“Always Go To The Funeral”

 

I ran across this article from NPR’s All Things Considered called “Always Go To The Funeral.” It’s worth listening to or reading.

As a pastor, I attend a fair number of funerals. Since our congregation is relatively young, these aren’t usually funerals for our church members, but funerals for their loved ones who pass away.

I think going to funerals is important. There are certain moments and events in life that are worth inconveniencing yourself for; honoring the life of a human being is one of them. 

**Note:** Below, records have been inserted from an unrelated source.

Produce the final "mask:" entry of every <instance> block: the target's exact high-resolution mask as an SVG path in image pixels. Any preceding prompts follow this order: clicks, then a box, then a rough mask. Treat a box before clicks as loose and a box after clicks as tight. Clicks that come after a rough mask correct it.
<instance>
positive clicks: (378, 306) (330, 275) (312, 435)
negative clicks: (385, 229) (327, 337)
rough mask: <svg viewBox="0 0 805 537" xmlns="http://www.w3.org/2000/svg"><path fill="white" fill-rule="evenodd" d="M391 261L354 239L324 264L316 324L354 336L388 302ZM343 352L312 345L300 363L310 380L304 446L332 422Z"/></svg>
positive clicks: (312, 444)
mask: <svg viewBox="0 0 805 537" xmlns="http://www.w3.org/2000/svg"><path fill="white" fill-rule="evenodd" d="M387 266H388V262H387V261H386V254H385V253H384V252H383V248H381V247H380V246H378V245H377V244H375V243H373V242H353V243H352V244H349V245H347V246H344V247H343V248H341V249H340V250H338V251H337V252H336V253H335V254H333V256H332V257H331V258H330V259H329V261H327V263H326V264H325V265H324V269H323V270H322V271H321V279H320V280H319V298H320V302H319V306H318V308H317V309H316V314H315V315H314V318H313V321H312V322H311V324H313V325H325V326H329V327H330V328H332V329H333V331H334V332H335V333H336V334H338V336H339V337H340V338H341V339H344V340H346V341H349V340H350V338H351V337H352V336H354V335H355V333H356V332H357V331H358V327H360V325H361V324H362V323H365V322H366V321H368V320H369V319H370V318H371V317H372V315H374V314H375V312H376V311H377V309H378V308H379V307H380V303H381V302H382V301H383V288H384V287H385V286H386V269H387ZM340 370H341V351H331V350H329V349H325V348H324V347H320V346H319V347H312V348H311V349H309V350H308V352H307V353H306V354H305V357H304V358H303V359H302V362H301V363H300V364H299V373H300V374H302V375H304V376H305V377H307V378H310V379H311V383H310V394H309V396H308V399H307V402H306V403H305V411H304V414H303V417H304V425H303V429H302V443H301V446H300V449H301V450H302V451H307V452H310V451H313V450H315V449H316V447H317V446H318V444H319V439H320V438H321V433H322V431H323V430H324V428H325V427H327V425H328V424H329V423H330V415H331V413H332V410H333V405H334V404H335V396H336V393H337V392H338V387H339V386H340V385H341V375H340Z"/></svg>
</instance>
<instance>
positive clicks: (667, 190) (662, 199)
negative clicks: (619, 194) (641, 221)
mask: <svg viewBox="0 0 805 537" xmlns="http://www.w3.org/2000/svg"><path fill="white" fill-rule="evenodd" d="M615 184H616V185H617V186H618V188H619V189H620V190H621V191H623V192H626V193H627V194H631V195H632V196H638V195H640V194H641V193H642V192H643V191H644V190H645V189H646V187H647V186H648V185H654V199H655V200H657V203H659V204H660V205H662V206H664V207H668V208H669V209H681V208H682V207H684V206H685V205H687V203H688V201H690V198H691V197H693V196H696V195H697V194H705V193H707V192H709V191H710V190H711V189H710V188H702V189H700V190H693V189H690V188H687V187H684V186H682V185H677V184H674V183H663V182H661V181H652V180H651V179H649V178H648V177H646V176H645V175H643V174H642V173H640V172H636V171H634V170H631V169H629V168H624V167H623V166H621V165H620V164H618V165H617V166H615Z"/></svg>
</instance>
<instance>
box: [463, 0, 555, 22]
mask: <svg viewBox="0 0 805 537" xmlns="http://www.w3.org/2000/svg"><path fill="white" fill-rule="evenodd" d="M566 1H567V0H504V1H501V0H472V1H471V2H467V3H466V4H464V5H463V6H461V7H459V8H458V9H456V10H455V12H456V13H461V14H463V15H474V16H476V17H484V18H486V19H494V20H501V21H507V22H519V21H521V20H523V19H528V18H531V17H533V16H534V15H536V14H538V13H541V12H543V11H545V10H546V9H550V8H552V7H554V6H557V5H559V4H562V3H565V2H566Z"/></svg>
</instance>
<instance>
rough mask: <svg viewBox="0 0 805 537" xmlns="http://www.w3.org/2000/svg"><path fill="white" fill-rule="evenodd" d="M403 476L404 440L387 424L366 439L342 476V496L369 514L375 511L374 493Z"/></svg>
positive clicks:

A lot of people avoid funerals because death is something that we all feel is a foreign imposition on us – something that is inherently wrong. We are right to feel that way actually;  God’s Word makes it clear that we were made to live forever, and that sickness, pain and death are a curse – part of the very curse that Jesus Christ came to set us free from. However, it’s that very reason why it’s a healthy thing for us to attend funerals – to be faced with the ultimate realities that make the hope of the Gospel truly good news.

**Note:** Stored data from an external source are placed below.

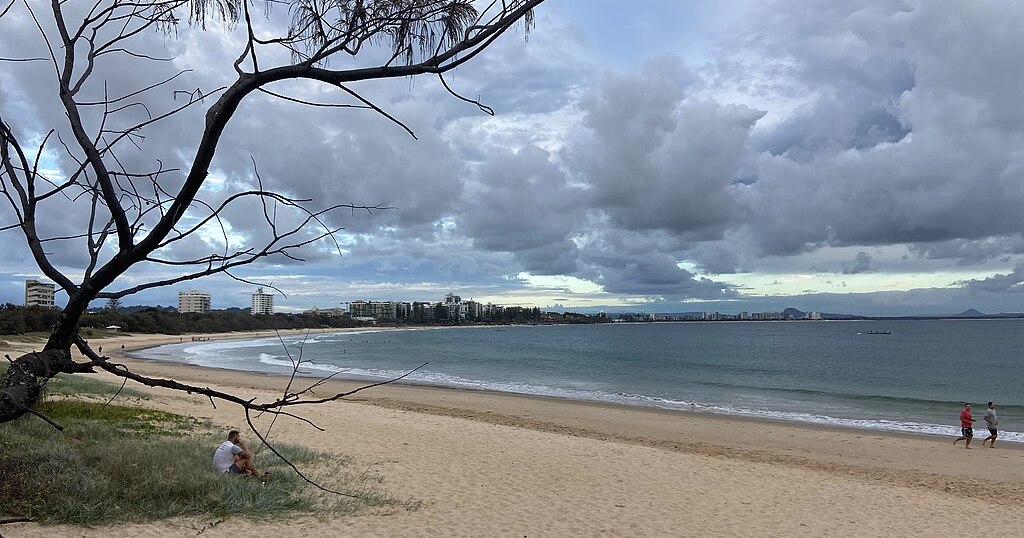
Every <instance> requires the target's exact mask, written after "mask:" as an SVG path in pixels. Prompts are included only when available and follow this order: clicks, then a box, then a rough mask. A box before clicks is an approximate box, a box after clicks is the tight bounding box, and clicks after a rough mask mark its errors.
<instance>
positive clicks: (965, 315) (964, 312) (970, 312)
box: [955, 308, 985, 318]
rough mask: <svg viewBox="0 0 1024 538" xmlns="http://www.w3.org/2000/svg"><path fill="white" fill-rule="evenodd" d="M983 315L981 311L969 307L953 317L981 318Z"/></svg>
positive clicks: (983, 315) (973, 308)
mask: <svg viewBox="0 0 1024 538" xmlns="http://www.w3.org/2000/svg"><path fill="white" fill-rule="evenodd" d="M984 316H985V315H984V314H982V313H980V312H978V311H976V309H974V308H969V309H966V311H964V312H962V313H959V314H957V315H956V316H955V317H956V318H982V317H984Z"/></svg>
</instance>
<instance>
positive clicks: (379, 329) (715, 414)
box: [126, 322, 1024, 450]
mask: <svg viewBox="0 0 1024 538" xmlns="http://www.w3.org/2000/svg"><path fill="white" fill-rule="evenodd" d="M638 323H641V322H638ZM648 323H652V322H648ZM660 323H689V322H660ZM460 328H468V329H472V328H487V327H485V326H469V327H460V326H444V327H425V328H408V327H369V328H350V329H325V330H322V331H319V332H321V333H347V332H356V333H372V332H386V331H417V330H445V329H460ZM304 332H305V330H294V331H291V332H290V333H284V332H282V335H286V334H302V333H304ZM236 334H237V333H222V334H218V335H216V337H215V338H214V339H216V340H231V339H236V340H240V339H257V338H263V337H266V336H274V335H275V334H273V333H270V334H266V332H264V333H261V334H258V335H249V334H239V335H236ZM310 334H312V333H310ZM317 334H318V333H317ZM174 343H187V342H174V341H170V340H168V341H159V342H152V343H147V344H144V345H140V346H135V347H129V348H126V350H127V351H130V353H136V354H137V353H139V351H143V350H145V349H150V348H154V347H159V346H161V345H166V344H174ZM130 359H133V360H138V361H151V362H156V363H171V364H180V365H184V366H191V367H197V368H203V369H212V370H218V371H222V372H243V373H247V374H258V375H266V376H285V377H287V376H288V375H289V374H288V373H283V372H273V371H254V370H244V369H231V368H224V367H219V366H208V365H197V364H191V363H186V362H184V361H179V360H175V359H163V358H161V359H153V358H146V357H137V356H135V357H130ZM325 375H326V374H325ZM321 376H322V375H319V374H317V375H303V374H300V375H299V377H300V378H302V379H316V378H319V377H321ZM333 379H334V380H337V381H344V382H349V383H351V384H353V385H358V384H370V383H376V382H380V381H383V380H386V379H384V378H377V377H365V378H362V377H358V376H355V377H341V376H339V377H334V378H333ZM390 383H392V384H395V385H401V386H408V387H420V388H433V389H439V390H457V391H470V392H479V394H482V395H509V396H512V397H515V398H527V399H542V400H549V401H551V402H566V403H575V404H588V405H597V406H608V407H610V408H617V407H622V408H625V409H635V410H647V411H651V412H664V413H670V414H682V415H697V416H701V417H708V418H716V417H717V418H722V419H726V420H739V421H752V422H755V423H768V424H782V425H796V426H799V427H807V428H812V429H823V430H840V431H850V432H859V433H861V434H882V436H896V437H900V436H909V437H921V438H926V439H946V438H947V437H950V436H958V429H957V428H956V427H955V426H954V425H953V424H949V425H948V427H949V429H950V431H949V432H935V431H927V430H925V431H921V430H913V429H902V430H900V429H897V428H896V427H895V426H893V427H870V426H869V425H858V424H856V423H855V422H858V421H861V422H864V423H867V424H870V423H873V421H871V420H866V419H857V418H849V417H848V418H837V417H824V418H825V419H827V420H818V421H814V420H801V419H798V418H788V417H786V416H771V415H772V414H771V413H770V412H763V413H762V414H759V413H758V412H757V410H753V412H745V413H744V412H728V411H724V412H723V411H720V410H719V411H716V410H715V409H711V408H709V409H705V408H702V407H695V406H693V405H692V404H691V408H684V407H679V406H676V407H673V406H667V405H666V406H662V405H657V404H656V403H644V402H639V401H638V402H622V401H614V400H609V399H601V398H589V399H588V398H580V397H574V396H562V395H557V394H535V392H515V391H510V390H501V389H497V388H489V387H485V386H461V385H449V384H442V383H440V382H431V381H410V380H403V379H401V380H397V381H393V382H390ZM748 411H750V410H748ZM844 422H846V423H844ZM910 425H912V426H918V427H922V426H924V427H922V429H937V428H941V427H942V426H943V424H937V423H932V422H923V423H910ZM978 429H979V431H978V433H984V436H987V431H985V430H984V428H978ZM1007 433H1009V434H1011V436H1012V437H1013V439H1006V438H1001V441H1000V443H1001V446H1002V447H1006V448H1010V449H1012V450H1024V440H1021V439H1019V438H1020V437H1021V433H1019V432H1015V431H1008V432H1007ZM984 436H982V437H984Z"/></svg>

One thing I’ve realized over the years as a pastor, is that most people aren’t prepared for how to handle those who suffer or grieve. On a recent trip to Hungary I taught a seminar for the church there, whose pastor had recently lost a child, on how to understand grief and how to love and minister to grieving people. This instruction is so helpful, because most people (at least over there) default to either avoiding the situation or saying things which aren’t helpful. In reality, one of the best things you can do for someone who is grieving is not say anything, but just be around – present, available.
Yes, funerals are uncomfortable. Guess who else doesn’t enjoy being at that funeral: the person who lost a loved one. Bless them by being there beside them in their time of loss.

 

 

3 thoughts on ““Always Go To The Funeral”

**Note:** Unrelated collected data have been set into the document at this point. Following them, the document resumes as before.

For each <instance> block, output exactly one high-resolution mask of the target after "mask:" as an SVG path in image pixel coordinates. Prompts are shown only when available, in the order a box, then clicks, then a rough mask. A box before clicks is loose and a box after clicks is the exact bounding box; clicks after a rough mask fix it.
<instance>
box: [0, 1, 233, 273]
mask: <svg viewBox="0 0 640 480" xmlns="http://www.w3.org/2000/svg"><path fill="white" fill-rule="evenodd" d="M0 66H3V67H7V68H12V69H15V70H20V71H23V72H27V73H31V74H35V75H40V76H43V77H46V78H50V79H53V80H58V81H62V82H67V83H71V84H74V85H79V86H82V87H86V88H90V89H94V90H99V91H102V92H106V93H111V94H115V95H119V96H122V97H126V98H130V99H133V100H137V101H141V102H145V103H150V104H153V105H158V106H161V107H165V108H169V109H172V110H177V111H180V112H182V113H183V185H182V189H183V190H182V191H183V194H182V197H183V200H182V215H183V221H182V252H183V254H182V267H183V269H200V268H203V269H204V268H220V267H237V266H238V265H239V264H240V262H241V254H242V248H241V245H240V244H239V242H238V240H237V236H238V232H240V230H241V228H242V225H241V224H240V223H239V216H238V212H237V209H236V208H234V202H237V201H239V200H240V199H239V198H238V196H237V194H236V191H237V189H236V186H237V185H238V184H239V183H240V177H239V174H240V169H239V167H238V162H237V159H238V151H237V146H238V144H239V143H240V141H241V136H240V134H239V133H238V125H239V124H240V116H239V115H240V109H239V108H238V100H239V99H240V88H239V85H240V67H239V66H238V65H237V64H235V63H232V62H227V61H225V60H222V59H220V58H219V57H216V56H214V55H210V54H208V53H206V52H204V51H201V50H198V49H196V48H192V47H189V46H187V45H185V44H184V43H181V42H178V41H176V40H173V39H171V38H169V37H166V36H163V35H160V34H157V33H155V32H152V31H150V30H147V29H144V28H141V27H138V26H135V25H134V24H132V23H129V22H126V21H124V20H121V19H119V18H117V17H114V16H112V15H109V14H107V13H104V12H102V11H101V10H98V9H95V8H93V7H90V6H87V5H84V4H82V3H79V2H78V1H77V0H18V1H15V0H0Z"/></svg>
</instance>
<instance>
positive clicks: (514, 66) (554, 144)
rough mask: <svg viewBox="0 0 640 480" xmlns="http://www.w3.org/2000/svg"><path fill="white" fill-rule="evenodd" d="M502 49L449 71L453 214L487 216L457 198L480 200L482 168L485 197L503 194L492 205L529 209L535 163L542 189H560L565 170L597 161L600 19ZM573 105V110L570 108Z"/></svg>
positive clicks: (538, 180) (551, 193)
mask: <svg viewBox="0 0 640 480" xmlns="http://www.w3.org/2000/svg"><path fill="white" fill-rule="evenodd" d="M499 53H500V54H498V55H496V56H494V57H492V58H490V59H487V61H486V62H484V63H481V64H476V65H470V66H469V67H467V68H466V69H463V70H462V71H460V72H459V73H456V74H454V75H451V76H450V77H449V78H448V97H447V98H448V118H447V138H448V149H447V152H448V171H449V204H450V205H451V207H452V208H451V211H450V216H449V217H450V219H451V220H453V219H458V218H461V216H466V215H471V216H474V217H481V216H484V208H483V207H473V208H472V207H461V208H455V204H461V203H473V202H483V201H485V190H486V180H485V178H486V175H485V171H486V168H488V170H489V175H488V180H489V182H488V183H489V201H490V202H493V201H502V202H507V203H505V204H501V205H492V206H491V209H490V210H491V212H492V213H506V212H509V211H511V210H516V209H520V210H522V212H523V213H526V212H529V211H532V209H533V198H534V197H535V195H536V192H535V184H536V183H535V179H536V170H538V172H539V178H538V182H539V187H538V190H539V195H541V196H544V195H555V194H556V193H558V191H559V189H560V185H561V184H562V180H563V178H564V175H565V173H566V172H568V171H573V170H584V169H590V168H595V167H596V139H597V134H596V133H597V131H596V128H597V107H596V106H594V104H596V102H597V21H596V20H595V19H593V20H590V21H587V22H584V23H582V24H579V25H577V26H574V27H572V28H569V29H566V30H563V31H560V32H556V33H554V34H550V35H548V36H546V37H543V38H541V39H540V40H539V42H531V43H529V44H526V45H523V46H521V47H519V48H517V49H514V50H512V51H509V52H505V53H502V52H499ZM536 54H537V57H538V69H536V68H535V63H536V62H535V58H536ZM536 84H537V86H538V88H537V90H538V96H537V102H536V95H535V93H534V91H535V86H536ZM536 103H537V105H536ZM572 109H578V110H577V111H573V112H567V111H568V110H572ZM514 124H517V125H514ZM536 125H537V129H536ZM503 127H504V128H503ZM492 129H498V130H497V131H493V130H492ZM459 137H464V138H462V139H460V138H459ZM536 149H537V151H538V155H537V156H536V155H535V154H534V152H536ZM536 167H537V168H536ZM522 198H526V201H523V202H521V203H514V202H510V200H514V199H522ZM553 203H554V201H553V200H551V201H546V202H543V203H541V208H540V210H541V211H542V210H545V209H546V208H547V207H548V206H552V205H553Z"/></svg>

    1. Thanks for sharing your viewpoint!

      Going to the funeral, in my opinion, is about honoring the person’s life and being present to support the family. The choice to not go seems to me to be a decision that comes from a sense of self-protection, not out of love and concern for those who lost a loved one – unless of course it was your family member. In that case a funeral is an important point of closure, which I think is very healthy.
      I would personally be hurt of people stayed away from the funeral of one of my loved ones – and I would feel honored and loved by those who took time away to be with me at the funeral.

      1. i won’t even have a funeral because i do not like them and i think a little get together for a coffee or a beer with some chocolate or baguette and cheese is nice. Funerals are costly and put the loved ones in more debt.